On the other hand, not everyone is a disease modeller and presented out of context, forecasts of the number of infections to come or burden on hospitals can contribute to the stress many people are experiencing currently. With this being the first time we’re seeing major public interest in the field, we see it as our responsibility to work especially hard to communicate how models should be interpreted – that each forecast comes with known uncertainties and caveats, that this is an iterative process undergoing near constant revision as more data come to light and that understanding models require more nuance than newspaper headlines often permit. We feel that this is going well so far and are grateful to many of the media outlets for taking a measured approach to reporting on our modelling work.
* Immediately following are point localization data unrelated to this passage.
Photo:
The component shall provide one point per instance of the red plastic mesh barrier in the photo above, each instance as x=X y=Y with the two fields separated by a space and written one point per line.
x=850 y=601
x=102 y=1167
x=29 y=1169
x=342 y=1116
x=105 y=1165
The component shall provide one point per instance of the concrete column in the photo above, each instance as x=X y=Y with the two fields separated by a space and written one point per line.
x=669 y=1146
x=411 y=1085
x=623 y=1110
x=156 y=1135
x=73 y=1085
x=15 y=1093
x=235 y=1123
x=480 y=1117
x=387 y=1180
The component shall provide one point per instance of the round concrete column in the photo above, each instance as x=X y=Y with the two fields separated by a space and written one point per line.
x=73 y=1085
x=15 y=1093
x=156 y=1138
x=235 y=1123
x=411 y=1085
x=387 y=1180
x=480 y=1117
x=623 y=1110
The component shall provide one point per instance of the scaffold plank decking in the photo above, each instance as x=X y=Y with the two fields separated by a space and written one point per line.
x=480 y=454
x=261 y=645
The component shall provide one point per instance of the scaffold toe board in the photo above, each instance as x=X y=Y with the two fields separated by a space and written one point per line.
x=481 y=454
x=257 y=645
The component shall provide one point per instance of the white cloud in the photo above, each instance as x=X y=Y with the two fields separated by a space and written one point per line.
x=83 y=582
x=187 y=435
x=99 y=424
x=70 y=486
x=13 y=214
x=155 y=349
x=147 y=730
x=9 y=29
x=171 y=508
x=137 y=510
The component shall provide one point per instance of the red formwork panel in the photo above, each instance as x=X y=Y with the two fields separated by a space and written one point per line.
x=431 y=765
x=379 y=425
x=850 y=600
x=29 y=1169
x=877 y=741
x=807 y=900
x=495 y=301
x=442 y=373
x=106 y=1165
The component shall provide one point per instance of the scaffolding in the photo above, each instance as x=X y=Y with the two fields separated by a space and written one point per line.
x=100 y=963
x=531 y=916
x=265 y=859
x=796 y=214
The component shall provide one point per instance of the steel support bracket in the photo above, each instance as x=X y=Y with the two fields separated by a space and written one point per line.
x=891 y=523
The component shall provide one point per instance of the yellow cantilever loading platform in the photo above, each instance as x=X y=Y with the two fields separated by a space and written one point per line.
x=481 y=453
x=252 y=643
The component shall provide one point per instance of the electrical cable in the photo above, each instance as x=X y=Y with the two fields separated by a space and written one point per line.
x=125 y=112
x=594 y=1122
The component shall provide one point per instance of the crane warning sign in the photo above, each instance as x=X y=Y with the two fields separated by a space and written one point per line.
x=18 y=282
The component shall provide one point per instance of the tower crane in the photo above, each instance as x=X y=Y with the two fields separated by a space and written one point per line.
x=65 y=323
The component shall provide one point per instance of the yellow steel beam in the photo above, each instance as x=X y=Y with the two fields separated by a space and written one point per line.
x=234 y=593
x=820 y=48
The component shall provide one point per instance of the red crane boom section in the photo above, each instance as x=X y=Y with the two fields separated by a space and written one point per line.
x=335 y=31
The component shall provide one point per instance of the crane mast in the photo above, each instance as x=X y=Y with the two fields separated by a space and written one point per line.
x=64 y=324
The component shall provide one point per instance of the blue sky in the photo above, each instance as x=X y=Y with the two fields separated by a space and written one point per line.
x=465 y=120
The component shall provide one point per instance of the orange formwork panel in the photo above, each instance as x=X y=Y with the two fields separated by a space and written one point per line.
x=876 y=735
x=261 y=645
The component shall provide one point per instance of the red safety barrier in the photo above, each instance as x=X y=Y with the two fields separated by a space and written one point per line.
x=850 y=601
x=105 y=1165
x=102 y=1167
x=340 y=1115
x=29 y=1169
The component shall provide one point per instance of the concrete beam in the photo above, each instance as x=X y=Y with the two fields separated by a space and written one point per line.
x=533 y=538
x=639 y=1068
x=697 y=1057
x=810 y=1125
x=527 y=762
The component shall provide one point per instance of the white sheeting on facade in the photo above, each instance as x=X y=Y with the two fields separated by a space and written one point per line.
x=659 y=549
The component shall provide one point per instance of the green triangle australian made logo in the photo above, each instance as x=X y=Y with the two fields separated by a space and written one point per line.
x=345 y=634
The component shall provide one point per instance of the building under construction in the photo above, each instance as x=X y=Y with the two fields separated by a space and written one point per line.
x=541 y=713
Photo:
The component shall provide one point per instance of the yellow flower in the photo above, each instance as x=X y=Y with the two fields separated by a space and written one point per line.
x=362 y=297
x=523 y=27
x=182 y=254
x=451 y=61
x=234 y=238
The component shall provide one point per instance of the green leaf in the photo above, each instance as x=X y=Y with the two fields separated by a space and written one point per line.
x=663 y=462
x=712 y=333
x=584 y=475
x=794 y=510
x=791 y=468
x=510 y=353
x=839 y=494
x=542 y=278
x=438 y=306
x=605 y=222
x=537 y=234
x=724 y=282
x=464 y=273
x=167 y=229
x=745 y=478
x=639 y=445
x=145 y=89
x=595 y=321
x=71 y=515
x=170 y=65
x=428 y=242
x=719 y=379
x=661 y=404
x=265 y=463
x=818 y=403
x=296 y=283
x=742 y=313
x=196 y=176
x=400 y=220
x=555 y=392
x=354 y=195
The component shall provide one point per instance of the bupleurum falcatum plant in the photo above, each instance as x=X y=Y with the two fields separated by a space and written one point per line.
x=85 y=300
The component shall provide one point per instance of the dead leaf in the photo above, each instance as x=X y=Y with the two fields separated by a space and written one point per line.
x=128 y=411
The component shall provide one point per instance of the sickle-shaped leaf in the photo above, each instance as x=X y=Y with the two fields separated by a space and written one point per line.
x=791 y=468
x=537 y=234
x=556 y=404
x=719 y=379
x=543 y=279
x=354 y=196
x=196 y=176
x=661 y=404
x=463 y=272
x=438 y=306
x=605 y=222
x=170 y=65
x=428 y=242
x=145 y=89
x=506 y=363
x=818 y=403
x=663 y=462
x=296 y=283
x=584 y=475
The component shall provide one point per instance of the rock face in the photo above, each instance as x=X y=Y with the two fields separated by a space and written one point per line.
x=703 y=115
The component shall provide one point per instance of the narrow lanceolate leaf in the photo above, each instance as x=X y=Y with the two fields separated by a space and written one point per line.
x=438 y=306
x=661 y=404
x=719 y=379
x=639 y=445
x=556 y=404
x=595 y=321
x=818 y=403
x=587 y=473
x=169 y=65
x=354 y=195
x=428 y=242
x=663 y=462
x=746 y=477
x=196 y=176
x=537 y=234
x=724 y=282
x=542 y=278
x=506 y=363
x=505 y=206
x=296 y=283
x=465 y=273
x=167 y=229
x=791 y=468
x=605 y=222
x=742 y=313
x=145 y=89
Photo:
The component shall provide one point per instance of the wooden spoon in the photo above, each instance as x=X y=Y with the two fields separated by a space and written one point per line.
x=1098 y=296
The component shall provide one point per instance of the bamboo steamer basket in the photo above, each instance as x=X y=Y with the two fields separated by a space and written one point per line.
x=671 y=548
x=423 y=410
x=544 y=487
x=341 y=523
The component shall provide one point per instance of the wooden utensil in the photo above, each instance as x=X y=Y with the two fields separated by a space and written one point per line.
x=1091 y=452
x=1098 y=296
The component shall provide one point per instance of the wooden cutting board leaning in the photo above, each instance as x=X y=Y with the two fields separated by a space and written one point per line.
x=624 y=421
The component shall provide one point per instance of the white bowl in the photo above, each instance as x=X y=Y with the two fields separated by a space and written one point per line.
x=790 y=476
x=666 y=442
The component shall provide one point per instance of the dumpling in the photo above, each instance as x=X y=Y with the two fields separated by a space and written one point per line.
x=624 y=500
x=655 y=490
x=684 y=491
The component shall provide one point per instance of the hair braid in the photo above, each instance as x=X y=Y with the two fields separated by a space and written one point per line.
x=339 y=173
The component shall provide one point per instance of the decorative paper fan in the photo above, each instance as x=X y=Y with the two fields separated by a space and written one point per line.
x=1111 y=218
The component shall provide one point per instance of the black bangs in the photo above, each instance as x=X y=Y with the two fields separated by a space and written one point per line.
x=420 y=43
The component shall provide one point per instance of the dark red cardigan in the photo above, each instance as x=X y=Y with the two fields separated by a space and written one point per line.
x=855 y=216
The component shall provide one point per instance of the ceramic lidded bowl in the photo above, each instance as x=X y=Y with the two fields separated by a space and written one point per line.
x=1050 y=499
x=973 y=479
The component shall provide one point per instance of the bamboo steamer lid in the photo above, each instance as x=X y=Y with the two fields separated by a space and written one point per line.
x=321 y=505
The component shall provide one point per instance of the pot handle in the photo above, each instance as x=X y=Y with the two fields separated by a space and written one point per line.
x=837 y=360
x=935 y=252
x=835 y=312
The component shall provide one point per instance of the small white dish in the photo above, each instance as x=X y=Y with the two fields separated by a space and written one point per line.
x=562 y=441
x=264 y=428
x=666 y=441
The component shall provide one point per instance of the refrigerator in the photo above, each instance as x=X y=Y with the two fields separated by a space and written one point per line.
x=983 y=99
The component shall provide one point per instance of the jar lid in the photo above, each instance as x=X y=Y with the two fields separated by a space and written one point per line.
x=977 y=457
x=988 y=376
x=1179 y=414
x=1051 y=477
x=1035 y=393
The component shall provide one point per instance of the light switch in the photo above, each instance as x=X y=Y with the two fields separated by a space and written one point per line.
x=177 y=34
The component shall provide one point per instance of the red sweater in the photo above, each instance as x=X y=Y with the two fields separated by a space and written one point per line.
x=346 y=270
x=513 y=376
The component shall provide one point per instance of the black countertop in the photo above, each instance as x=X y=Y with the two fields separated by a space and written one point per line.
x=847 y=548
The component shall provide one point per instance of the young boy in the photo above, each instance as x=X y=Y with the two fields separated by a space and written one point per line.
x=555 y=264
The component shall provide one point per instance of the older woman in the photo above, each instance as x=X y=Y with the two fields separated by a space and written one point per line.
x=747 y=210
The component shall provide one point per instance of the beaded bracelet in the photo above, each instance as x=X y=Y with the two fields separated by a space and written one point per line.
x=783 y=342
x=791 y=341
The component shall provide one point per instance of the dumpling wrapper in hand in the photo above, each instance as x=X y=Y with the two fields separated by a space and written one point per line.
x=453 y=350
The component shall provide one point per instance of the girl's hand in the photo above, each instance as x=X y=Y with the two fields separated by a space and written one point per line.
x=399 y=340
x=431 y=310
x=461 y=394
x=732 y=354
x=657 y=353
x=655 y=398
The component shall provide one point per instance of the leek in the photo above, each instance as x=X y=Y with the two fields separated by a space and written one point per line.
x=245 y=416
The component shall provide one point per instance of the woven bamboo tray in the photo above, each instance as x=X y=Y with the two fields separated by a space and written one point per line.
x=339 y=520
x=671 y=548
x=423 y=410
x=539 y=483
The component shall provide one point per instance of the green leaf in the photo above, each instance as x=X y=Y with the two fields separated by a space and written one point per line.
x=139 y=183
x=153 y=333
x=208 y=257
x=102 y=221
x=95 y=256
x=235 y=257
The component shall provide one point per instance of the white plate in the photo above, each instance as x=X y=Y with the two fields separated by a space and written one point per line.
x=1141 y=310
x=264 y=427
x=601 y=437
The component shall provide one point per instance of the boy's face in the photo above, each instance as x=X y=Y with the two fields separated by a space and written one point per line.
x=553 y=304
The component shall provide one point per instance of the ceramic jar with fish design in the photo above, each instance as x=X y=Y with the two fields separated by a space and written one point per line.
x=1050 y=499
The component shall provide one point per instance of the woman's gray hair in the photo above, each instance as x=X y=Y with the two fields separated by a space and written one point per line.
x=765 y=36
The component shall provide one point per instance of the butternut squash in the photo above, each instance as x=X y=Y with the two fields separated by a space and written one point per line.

Looking to the future, how is the experience of responding to COVID-19 changing the field of infectious disease modelling?

Something that emerged quickly was the formation of many new international collaborations and networks. These are welcomed and I hope they continue even after we have overcome the pandemic as they help us to distribute information and techniques. Should another outbreak occur they will also help us respond more effectively in the future. Being in the public eye has also brought a lot of reflection over our responsibility to engage with the public and I hope the efforts that have started in this area also continue.

In terms of the work of disease modelling itself, this field has been developing for over 100 years and despite COVID-19 being a shock to almost every system, it hasn’t changed the science behind our work. There will certainly be new insights generated but these will be evolutions of the field rather than revolutions.

A positive consequence of the pandemic is renewed interest in and a rise in popularity of mathematical disease modelling. In my travels throughout the African continent, I have found that we have very talented mathematicians and students of mathematics. In the last few months, I have received numerous requests for postgraduate study in the field. This talent needs to be harnessed and channelled through funding and research projects to support our continent’s governments to control the diseases that continue to devastate our people and to respond locally and effectively to future outbreaks.